Al final, por suerte no fue así y en el catálogo editado para la exposición hay reunidos un centenar. Casi lo consigue con Paisaje de la Sabana, un enorme óleo que está en Sitges que comenzó en 1917 y terminó en 1986 (dos años antes de morir), después de casi siete décadas pintando una y otra vez. Es una de las cuatro obras procedentes de la Colección Carmen Thyssen-Bornemisza que han viajado a esta villa para la exposición.
También volvía a los mismos temas pasados los años. Como en sus dos obras llamadas igual: La cocina, la primera pintada alrededor de 1939 y la segunda entre 1949 y 1965 en la que se ve la misma estancia, redecorada un poco y las mismas mujeres, que han cambiado los roles con el paso de los años. Verlas las dos juntas en Sitges es impresionante.
Y es que las obras de Villà acaparan la atención por su contundencia con los colores vibrantes y vivos, perfectamente estructurados dentro del espacio y, sobre todo, con la materia que incluso dan volumen a las obras. “Cuando la pintura no se había secado ponía el cuadro en el suelo y hacía que la tierra y la paja se incorporaran a la tela”, señala Domènech, delante de las patas de las vacas que pintó en El establo, de algunos de sus paisajes con pinos de El Masnou y de los caminos de la Pobla de Segur, algunas de las localidades que están omnipresentes en sus obras, donde buscó pasar su naturaleza esencial a la tela. “Siempre pienso en la naturaleza, no en mi cuadro. A veces, me entusiasma tanto un motivo que estoy pintando, que me levanto por las noches para pasear por allí y tocar los árboles”. Unas pinturas que, por otra parte, recuerdan, por su contundencia a muchas de Antoni Tàpies. “Sentía mucho respecto por él”, apunta el experto.

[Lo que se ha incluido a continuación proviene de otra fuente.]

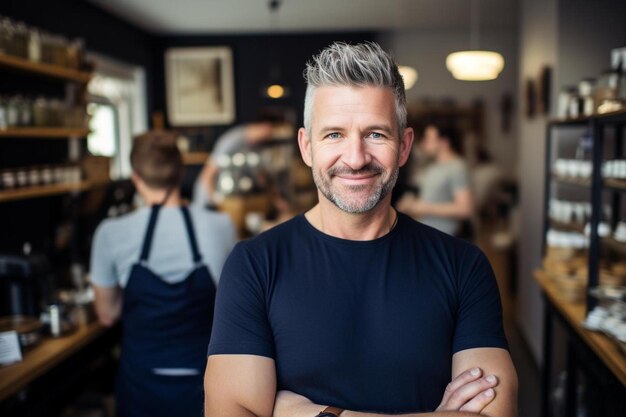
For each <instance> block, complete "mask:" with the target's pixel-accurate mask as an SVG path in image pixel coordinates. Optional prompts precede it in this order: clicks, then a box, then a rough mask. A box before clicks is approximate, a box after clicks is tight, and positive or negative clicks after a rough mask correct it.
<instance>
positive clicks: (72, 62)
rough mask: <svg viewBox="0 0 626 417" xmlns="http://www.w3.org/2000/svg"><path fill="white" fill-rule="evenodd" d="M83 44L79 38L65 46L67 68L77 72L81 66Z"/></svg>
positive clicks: (82, 62)
mask: <svg viewBox="0 0 626 417" xmlns="http://www.w3.org/2000/svg"><path fill="white" fill-rule="evenodd" d="M84 48H85V43H84V41H83V40H82V39H81V38H76V39H74V40H72V42H70V43H69V44H68V45H67V66H68V67H69V68H72V69H76V70H79V69H80V68H81V67H82V64H83V52H84Z"/></svg>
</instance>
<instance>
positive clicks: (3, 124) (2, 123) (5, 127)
mask: <svg viewBox="0 0 626 417" xmlns="http://www.w3.org/2000/svg"><path fill="white" fill-rule="evenodd" d="M6 102H7V101H6V99H5V98H4V97H1V96H0V130H4V129H6V128H7V127H8V125H7V105H6Z"/></svg>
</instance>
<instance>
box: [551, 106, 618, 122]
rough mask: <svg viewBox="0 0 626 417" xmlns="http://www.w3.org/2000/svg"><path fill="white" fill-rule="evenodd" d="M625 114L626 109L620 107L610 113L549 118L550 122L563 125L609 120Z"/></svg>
mask: <svg viewBox="0 0 626 417" xmlns="http://www.w3.org/2000/svg"><path fill="white" fill-rule="evenodd" d="M623 116H626V109H622V110H617V111H614V112H610V113H603V114H594V115H592V116H580V117H576V118H571V117H570V118H567V119H559V118H554V119H550V124H564V125H568V124H579V123H580V124H584V123H589V122H591V121H594V120H597V121H607V120H611V119H613V118H615V117H617V118H620V117H623Z"/></svg>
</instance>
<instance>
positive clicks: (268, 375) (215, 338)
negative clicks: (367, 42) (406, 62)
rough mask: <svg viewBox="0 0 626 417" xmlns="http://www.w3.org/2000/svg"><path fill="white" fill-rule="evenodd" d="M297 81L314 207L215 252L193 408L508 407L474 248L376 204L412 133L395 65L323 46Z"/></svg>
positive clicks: (487, 407)
mask: <svg viewBox="0 0 626 417" xmlns="http://www.w3.org/2000/svg"><path fill="white" fill-rule="evenodd" d="M305 78H306V80H307V92H306V98H305V103H304V109H305V110H304V127H303V128H300V130H299V131H298V144H299V147H300V152H301V155H302V158H303V160H304V162H305V163H306V164H307V165H308V166H309V167H310V168H311V170H312V173H313V178H314V181H315V185H316V187H317V190H318V199H319V203H318V204H317V205H316V206H314V207H313V208H312V209H311V210H309V211H308V212H306V213H304V214H301V215H298V216H296V217H295V218H294V219H292V220H289V221H287V222H285V223H282V224H280V225H278V226H276V227H274V228H272V229H270V230H269V231H267V232H265V233H262V234H260V235H259V236H257V237H255V238H253V239H250V240H247V241H244V242H240V243H238V244H237V246H236V247H235V248H234V249H233V252H232V254H231V255H230V256H229V258H228V260H227V261H226V264H225V265H224V271H223V273H222V277H221V279H220V289H219V291H218V294H217V299H216V303H215V321H214V324H213V334H212V335H211V343H210V345H209V355H210V356H209V359H208V363H207V368H206V374H205V392H206V405H205V414H206V416H210V417H214V416H215V417H217V416H219V417H222V416H228V417H252V416H259V417H270V416H274V417H282V416H288V417H295V416H303V417H314V416H318V417H336V416H340V417H356V416H362V417H375V416H377V417H382V416H386V415H398V414H401V413H405V414H404V415H405V417H413V416H415V417H417V416H418V414H417V413H425V414H419V415H420V416H423V417H426V416H433V417H434V416H440V417H453V416H456V417H462V416H463V417H469V416H476V415H477V413H481V415H483V414H482V413H484V415H486V416H487V415H488V416H498V417H514V416H515V415H516V408H517V407H516V401H517V377H516V374H515V368H514V367H513V363H512V361H511V357H510V355H509V352H508V350H507V342H506V338H505V335H504V330H503V328H502V308H501V304H500V298H499V292H498V287H497V283H496V280H495V277H494V276H493V271H492V270H491V267H490V265H489V262H488V261H487V259H486V257H485V255H484V254H483V253H482V252H481V251H480V250H479V249H478V248H477V247H475V246H473V245H471V244H469V243H468V242H465V241H463V240H460V239H455V238H452V237H450V236H448V235H447V234H445V233H442V232H440V231H437V230H435V229H433V228H431V227H427V226H424V225H422V224H420V223H418V222H416V221H414V220H413V219H411V218H410V217H409V216H406V215H404V214H402V213H398V212H397V211H396V210H394V209H393V207H391V190H392V189H393V187H394V185H395V182H396V179H397V176H398V171H399V169H400V166H402V165H404V164H405V163H406V161H407V159H408V157H409V154H410V152H411V148H412V144H413V130H412V129H411V128H407V127H406V97H405V92H404V84H403V82H402V77H401V76H400V73H399V72H398V69H397V66H396V64H395V62H394V61H393V59H392V58H391V56H390V55H389V54H387V53H386V52H385V51H383V50H382V49H381V48H380V46H378V45H377V44H375V43H364V44H358V45H348V44H345V43H335V44H333V45H331V46H329V47H327V48H325V49H324V50H322V51H321V52H320V54H319V55H317V56H315V57H314V58H313V61H312V62H310V63H308V64H307V69H306V71H305Z"/></svg>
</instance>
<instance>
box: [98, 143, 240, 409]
mask: <svg viewBox="0 0 626 417" xmlns="http://www.w3.org/2000/svg"><path fill="white" fill-rule="evenodd" d="M131 165H132V167H133V174H132V179H133V182H134V183H135V186H136V188H137V191H138V193H139V194H140V196H141V197H142V199H143V200H144V202H145V203H146V206H145V207H143V208H140V209H139V210H136V211H135V212H132V213H130V214H128V215H125V216H122V217H119V218H116V219H107V220H105V221H104V222H103V223H102V224H101V225H100V226H99V227H98V230H97V231H96V234H95V237H94V242H93V247H92V257H91V281H92V283H93V285H94V291H95V307H96V312H97V313H98V317H99V319H100V321H101V322H102V323H103V324H105V325H112V324H114V323H115V322H116V320H117V319H121V324H122V349H121V357H120V366H119V370H118V378H117V394H116V395H117V398H116V403H117V416H118V417H136V416H150V417H158V416H172V415H176V416H189V417H191V416H201V415H202V408H203V396H204V393H203V371H204V368H205V365H206V358H207V346H208V343H209V338H210V335H211V326H212V321H213V308H214V302H215V292H216V282H217V280H216V277H218V276H219V273H220V272H221V267H222V265H223V263H224V260H225V259H226V256H227V255H228V253H229V251H230V249H231V248H232V246H233V244H234V241H235V232H234V227H233V226H232V223H231V222H230V220H229V218H228V217H227V216H226V215H223V214H218V213H213V212H209V211H206V210H204V209H202V208H199V207H193V208H188V207H186V206H185V205H183V202H182V199H181V197H180V185H179V184H180V179H181V175H182V158H181V156H180V153H179V151H178V149H177V147H176V143H175V137H174V136H173V135H171V134H167V133H164V132H150V133H147V134H145V135H142V136H139V137H138V138H136V139H135V140H134V143H133V150H132V152H131Z"/></svg>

La exposición termina con uno de sus últimos cuadros, Mur groc, donde se condensa la forma de crear de Villà: una especie de incendio cromático, con una materia plana, quizá el proyecto de ese cuadro único que siempre quiso crear a lo largo de su vida. Es de la iglesia de El Masnou, que aparece desdibujada como una enorme mancha de color amarilla. En agosto de 1988 le confesó a su médico y amigo Jordi Mitjà: “Sin abandonar la pintura realista, desearía lograr que un solo color lo fuera todo; que los ojos se llenaran de un solo color y que esto fuera suficiente… Ahora estoy intentando pintar la iglesia sin que haga falta entrar en detalles. Busco que el ojo se llene de amarillo y que este amarillo sea suficiente. Esta es mi nueva idea… ¿Tendré tiempo para desarrollarla?”. A los pocos días, sin terminarlo, falleció. No lo pudo firmar, como había hecho con todos los que había pintado hasta ese momento, cuando se desprendía de ellos.